The 1980s kids seem resigned to their fate - for now. 

Imagine you’re in your thirties, and you’re renting in a shared house, on roughly the same pay you earned five years ago. Now imagine you have a friend, also in their thirties. This friend owns their own home, gets pay rises every year and has a more generous pension to beat. In fact, they are twice as rich as you. 

When you try to talk about how worried you are about your financial situation, the friend shrugs and says: “I was in that situation too.”

Un-friend, right? But this is, in fact, reality. A study from the Institute for Fiscal Studies found that Brits in their early thirties have a median wealth of £27,000. But ten years ago, a thirty something had £53,000. In other words, that unbearable friend is just someone exactly the same as you, who is now in their forties. 

Not only do Brits born in the early 1980s have half the wealth they would have had if they were born in the 1970s, but they are the first generation to be in this position since World War II.  According to the IFS study, each cohort has got progressively richer. But then, just as the 1980s kids were reaching adulthood, a couple of things happened at once.

House prices raced ahead of wages. Employers made pensions less generous. And, at the crucial point that the 1980s kids were finding their feet in the jobs market, the recession struck. The 1980s kids didn’t manage to buy homes in time to take advantage of low mortgage rates. Instead, they are stuck paying increasing amounts of rent. 

If the wealth distribution between someone in their 30s and someone in their 40s is stark, this is only the starting point in intergenerational inequality. The IFS expects pensioners’ incomes to race ahead of workers in the coming decade. 

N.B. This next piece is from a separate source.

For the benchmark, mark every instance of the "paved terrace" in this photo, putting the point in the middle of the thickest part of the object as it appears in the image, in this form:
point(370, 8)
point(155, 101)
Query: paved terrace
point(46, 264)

So why, given this unprecedented reversal in fortunes, are Brits in their early thirties not marching in the streets? Why are they not burning tyres outside the Treasury while shouting: “Give us out £26k back?” 

The obvious fact that no one is going to be protesting their granny’s good fortune aside, it seems one reason for the 1980s kids’ resignation is they are still in denial. One thirty something wrote to The Staggers that the idea of being able to buy a house had become too abstract to worry about. Instead:

“You just try and get through this month and then worry about next month, which is probably self-defeating, but I think it's quite tough to get in the mindset that you're going to put something by so maybe in 10 years you can buy a shoebox a two-hour train ride from where you actually want to be.”

Another reflected that “people keep saying ‘something will turn up’”.

The Staggers turned to our resident thirty something, Yo Zushi, for his thoughts. He agreed with the IFS analysis that the recession mattered:

"We were spoiled by an artificially inflated balloon of cheap credit and growing up was something you did… later. Then the crash came in 2007-2008, and it became something we couldn’t afford to do. 

I would have got round to becoming comfortably off, I tell myself, had I been given another ten years of amoral capitalist boom to do so. Many of those who were born in the early 1970s drifted along, took a nap and woke up in possession of a house, all mod cons and a decent-paying job. But we slightly younger Gen X-ers followed in their slipstream and somehow fell off the edge. Oh well. "

Will the inertia of the1980s kids last? Perhaps – but Zushi sees in the support for Jeremy Corbyn, a swell of feeling at last. “Our lack of access to the life we were promised in our teens has woken many of us up to why things suck. That’s a good thing. 

“And now we have Corbyn to help sort it all out. That’s not meant sarcastically – I really think he’ll do it.”